Re: Optimize numeric multiplication for one and two base-NBASE digit multiplicands.

Dean Rasheed Tue, 09 Jul 2024 05:02:04 -0700

On Tue, 9 Jul 2024 at 10:11, Dean Rasheed <dean.a.rash...@gmail.com> wrote:
>
> OK, I have committed this.
>


Before considering the other patches to optimise for larger inputs, I
think it's worth optimising the existing mul_var() code as much as
possible.

One thing I noticed while testing the earlier patches on this thread
was that they were significantly faster if they used unsigned integers
rather than signed integers.
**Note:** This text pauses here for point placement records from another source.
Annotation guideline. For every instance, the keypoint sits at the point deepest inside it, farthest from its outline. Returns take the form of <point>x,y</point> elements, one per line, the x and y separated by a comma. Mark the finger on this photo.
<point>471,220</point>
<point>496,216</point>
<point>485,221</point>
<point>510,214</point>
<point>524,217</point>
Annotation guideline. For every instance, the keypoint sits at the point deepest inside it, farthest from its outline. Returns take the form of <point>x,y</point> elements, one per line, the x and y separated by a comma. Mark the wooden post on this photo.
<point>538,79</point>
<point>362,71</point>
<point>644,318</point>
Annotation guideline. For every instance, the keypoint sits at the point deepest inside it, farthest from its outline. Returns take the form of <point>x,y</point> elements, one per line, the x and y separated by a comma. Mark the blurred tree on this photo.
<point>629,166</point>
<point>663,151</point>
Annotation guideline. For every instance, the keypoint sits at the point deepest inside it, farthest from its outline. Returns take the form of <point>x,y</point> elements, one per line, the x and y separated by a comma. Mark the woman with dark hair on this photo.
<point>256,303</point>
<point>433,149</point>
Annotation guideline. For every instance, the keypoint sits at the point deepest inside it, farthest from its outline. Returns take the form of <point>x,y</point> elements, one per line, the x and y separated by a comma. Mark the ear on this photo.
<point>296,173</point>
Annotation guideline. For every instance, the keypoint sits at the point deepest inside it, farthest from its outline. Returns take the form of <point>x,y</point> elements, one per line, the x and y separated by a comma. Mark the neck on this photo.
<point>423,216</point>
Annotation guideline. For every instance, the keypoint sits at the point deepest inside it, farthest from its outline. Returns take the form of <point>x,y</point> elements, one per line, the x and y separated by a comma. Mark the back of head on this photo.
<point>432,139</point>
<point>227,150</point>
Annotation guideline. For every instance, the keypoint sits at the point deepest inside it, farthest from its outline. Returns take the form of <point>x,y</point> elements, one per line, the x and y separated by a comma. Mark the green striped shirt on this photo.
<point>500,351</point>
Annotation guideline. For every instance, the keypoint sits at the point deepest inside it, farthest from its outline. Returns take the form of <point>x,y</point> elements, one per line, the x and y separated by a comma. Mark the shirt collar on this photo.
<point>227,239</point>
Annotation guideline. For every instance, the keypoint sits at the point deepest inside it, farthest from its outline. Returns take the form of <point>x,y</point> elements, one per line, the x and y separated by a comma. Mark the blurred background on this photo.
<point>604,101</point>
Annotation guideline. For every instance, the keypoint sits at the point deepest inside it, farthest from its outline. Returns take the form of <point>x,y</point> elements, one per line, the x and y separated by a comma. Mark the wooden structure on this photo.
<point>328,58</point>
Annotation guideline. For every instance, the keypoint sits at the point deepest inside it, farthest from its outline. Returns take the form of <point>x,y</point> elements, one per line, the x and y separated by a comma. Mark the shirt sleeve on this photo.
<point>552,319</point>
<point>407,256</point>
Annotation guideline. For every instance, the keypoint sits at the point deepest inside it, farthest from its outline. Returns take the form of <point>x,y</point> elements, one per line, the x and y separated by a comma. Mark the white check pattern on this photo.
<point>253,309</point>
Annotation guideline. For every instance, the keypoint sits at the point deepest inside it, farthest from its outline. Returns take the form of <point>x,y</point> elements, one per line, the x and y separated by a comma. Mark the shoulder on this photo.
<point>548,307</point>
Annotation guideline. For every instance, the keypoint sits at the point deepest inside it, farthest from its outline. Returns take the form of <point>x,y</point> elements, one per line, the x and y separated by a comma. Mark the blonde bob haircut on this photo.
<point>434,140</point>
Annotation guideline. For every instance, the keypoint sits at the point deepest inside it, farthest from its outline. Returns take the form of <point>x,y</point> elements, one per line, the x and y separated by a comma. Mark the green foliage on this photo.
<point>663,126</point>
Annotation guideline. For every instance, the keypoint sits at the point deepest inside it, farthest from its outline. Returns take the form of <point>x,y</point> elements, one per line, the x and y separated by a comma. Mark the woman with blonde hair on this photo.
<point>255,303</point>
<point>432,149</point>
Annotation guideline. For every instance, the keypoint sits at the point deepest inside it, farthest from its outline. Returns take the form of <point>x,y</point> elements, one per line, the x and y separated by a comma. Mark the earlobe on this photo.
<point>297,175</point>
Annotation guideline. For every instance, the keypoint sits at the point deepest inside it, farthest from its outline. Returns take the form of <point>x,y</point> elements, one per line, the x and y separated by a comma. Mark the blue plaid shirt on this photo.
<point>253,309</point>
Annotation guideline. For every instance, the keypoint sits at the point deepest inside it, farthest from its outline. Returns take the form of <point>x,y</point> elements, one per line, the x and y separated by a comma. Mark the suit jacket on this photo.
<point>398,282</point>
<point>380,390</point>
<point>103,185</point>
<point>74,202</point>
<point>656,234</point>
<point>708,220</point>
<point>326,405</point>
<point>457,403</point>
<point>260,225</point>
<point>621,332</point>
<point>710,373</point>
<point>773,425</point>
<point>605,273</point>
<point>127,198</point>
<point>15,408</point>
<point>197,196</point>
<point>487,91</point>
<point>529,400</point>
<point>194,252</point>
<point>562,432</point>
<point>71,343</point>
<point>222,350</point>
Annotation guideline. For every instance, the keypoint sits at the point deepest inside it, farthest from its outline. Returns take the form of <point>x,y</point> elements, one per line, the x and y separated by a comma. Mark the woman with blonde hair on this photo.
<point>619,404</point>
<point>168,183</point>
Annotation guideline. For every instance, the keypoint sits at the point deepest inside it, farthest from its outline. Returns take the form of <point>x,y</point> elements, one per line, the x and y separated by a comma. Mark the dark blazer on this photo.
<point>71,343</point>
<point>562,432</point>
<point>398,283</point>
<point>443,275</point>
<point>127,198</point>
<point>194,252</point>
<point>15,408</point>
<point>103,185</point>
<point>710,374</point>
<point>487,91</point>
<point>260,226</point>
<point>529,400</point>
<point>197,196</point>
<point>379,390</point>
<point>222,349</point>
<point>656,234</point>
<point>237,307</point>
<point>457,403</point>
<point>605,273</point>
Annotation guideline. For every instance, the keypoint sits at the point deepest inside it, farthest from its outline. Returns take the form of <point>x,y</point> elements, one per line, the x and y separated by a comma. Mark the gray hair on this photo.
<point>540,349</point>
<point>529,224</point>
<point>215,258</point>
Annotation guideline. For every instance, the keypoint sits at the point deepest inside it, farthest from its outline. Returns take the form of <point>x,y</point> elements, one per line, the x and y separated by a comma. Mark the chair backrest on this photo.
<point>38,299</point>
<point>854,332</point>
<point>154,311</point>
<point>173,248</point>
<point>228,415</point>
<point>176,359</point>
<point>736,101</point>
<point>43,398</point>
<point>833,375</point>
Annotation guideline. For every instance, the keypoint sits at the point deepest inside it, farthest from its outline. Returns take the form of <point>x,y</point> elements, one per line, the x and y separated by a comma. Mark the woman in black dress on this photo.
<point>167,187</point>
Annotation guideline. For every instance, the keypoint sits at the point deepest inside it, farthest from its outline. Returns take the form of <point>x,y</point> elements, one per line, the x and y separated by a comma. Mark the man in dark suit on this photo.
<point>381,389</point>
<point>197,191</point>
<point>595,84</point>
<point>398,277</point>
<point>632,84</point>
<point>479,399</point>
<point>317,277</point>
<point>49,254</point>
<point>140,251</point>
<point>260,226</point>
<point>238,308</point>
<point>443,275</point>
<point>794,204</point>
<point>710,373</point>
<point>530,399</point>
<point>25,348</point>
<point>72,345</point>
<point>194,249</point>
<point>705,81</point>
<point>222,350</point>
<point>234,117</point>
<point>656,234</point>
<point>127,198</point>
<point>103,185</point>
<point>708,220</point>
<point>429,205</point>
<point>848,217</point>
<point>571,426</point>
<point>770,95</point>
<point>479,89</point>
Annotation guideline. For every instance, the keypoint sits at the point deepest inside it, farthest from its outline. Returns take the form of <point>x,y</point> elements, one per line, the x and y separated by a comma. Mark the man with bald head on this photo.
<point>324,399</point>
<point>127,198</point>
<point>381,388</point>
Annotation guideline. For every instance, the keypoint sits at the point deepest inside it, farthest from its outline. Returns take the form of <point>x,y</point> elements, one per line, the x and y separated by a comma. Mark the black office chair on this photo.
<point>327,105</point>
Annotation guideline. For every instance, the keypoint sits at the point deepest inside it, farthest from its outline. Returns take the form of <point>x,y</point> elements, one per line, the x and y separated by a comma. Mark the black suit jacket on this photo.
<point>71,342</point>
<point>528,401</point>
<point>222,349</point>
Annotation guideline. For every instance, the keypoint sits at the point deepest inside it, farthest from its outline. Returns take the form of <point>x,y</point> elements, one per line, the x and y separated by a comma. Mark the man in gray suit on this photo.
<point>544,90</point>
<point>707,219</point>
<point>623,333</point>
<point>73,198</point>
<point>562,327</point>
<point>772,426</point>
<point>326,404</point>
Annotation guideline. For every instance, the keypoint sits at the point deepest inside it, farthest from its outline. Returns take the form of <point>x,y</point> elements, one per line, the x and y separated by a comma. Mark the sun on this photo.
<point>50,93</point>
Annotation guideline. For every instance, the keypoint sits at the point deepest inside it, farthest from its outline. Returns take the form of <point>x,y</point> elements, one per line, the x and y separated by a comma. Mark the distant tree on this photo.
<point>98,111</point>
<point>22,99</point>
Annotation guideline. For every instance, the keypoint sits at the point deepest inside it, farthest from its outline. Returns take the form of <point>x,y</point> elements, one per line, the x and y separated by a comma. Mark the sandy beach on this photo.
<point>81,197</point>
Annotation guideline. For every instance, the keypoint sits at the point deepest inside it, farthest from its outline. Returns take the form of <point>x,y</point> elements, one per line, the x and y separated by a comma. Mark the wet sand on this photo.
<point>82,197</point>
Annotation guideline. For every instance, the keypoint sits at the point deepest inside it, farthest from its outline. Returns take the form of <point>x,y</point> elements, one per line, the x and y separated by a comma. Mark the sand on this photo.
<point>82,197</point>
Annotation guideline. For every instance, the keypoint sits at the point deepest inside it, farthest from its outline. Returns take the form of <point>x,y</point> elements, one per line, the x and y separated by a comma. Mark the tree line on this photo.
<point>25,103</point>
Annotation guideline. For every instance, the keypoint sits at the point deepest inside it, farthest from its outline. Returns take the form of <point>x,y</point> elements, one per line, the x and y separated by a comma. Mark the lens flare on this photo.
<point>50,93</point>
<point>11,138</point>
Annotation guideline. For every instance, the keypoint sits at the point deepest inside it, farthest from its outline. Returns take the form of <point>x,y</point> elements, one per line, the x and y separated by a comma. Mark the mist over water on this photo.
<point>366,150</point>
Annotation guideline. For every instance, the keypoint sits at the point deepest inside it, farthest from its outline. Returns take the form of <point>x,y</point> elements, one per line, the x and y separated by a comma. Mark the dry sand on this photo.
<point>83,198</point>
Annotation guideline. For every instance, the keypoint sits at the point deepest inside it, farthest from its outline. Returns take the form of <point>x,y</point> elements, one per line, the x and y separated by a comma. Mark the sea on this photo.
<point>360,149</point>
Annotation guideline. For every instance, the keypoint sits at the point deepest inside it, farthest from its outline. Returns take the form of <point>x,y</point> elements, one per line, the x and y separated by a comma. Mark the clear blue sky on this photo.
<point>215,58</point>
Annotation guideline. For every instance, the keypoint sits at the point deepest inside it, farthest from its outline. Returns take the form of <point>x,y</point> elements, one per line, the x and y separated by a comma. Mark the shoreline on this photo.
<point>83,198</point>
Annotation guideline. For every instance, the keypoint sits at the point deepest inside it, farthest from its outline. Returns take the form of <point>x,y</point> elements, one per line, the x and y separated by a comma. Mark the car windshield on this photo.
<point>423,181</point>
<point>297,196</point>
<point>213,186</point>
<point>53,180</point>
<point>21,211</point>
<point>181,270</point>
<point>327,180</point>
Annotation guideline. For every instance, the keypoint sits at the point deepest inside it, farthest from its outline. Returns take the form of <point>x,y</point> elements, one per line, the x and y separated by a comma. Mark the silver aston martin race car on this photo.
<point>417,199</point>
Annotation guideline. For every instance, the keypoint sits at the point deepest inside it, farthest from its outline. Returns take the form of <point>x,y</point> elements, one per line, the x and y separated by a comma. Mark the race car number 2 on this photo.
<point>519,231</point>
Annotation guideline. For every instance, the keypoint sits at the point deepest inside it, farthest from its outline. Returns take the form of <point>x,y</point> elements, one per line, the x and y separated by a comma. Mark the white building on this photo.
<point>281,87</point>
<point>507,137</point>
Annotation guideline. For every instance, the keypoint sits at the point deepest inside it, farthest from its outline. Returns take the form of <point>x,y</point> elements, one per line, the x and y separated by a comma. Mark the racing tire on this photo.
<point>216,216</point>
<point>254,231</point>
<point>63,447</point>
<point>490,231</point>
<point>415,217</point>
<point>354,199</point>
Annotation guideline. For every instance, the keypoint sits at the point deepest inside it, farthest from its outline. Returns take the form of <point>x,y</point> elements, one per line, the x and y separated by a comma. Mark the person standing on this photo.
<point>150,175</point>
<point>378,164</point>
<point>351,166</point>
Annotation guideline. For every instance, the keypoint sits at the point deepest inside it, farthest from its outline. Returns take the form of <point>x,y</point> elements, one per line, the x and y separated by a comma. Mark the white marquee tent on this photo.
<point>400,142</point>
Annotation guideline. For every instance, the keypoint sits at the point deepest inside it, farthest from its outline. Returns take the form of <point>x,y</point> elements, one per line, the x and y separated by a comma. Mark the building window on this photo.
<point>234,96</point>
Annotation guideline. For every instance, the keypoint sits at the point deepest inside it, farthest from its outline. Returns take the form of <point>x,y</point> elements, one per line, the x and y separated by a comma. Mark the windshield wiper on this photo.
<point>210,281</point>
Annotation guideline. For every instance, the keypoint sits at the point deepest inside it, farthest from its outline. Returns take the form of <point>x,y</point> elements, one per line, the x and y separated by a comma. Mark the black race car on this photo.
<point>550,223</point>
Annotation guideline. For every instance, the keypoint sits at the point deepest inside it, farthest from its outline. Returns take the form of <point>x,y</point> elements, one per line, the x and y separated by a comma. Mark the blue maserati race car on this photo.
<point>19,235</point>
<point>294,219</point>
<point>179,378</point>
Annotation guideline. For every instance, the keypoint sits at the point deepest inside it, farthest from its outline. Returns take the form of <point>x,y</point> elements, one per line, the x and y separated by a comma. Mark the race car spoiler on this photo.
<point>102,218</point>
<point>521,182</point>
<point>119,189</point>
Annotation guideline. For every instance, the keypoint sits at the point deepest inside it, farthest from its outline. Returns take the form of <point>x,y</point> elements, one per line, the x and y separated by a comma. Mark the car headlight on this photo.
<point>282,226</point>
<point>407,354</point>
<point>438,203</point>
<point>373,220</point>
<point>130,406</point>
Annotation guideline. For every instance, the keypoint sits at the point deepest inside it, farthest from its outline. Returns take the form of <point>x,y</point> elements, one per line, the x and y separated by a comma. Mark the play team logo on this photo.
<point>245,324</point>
I think the reason is that operations
like "x / 10000" and "x % 10000" use fewer CPU instructions (on every
platform, according to godbolt.org) if x is unsigned.

In addition, this reduces the number of times the digit array needs to
be renormalised, which seems to be the biggest factor.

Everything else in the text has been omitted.